Re: the apex of a trajectory versus free fall


"mm" <NOPSAMmm2005@xxxxxxxxxxx> wrote in message news:c6g3339ivdarlrud5vcvkdmqfco2qjjt16@xxxxxxxxxx
When I was little and first heard about weightlessness training for
astronauts, I thought they put them in a plane, flew the plane at a
steep climb and the weightlessness occurred when the astronaut in
training was at the apex of the plane's climb, when he stopped going
up and before he started going down.

Almost the same thing I experienced when I was on a playground swing,
at the highest point of its travel.

I couldn't understand how this could take the 20 or 30 seconds they
said it lasted, as in the case of Steven Hawkings today.

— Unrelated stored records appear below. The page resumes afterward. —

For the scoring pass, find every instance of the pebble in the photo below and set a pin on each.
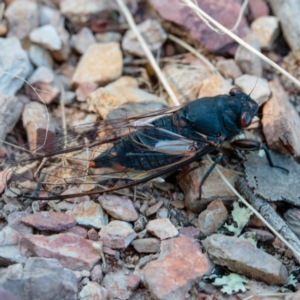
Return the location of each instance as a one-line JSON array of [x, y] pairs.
[[117, 235], [11, 108], [49, 220], [92, 290], [101, 63], [46, 36], [42, 79], [266, 30], [258, 87], [14, 221], [22, 17], [180, 264], [15, 61], [249, 62], [44, 278], [97, 274], [116, 285], [148, 245], [154, 208], [212, 218], [229, 68], [71, 250], [82, 40], [152, 32], [89, 214], [241, 256], [119, 208], [162, 228], [40, 57]]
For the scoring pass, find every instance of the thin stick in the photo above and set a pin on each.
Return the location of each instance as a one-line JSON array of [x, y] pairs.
[[293, 249], [147, 51], [204, 15]]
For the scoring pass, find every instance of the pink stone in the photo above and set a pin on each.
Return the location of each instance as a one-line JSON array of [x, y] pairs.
[[72, 251], [49, 220]]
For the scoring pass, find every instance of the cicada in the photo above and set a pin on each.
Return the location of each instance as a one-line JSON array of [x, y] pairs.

Eventually I learned that the plane would dive and the passengers
would dive with it, and they were falling but the plane was falling at
the same speed, so it seemed to an observer, including the person
himself, that there was no gravity.

Not counting the length of time each lasts, is there any difference
between these two kinds of "weightlessness", reaching the apex of a
trajectory versus free fall?

No difference at all. As to the time, the acceleration due to gravity
is (about) 10 m/s^2, distance is 1/2 gt^2.
How long does it take to fall 10,000 meters (about 30,000 feet) ?

10,000 = 1/2 * 10 t^2
t = sqrt( 2000)
= 44 seconds.
Being sane, the pilot will pull out of the dive long before he hits the water
and before the plane's airspeed exceeds its permitted value as shown by
the airspeed indicator. Needless to say, the higher he starts the longer
he can maintain zero g, and he also gets zero g on the way up as
well as down. The limitation is airspeed, but the higher he flies the
thinner the air and the lower the indicated airspeed will be, so a plane
can travel with a ground speed of 500 knots and an airspeed
of 200 knots quite easily, commercial airliners fly at about 30,000
feet for that reason.
http://www.nappf.com/nappf_flight_instruments_files/image003.jpg
.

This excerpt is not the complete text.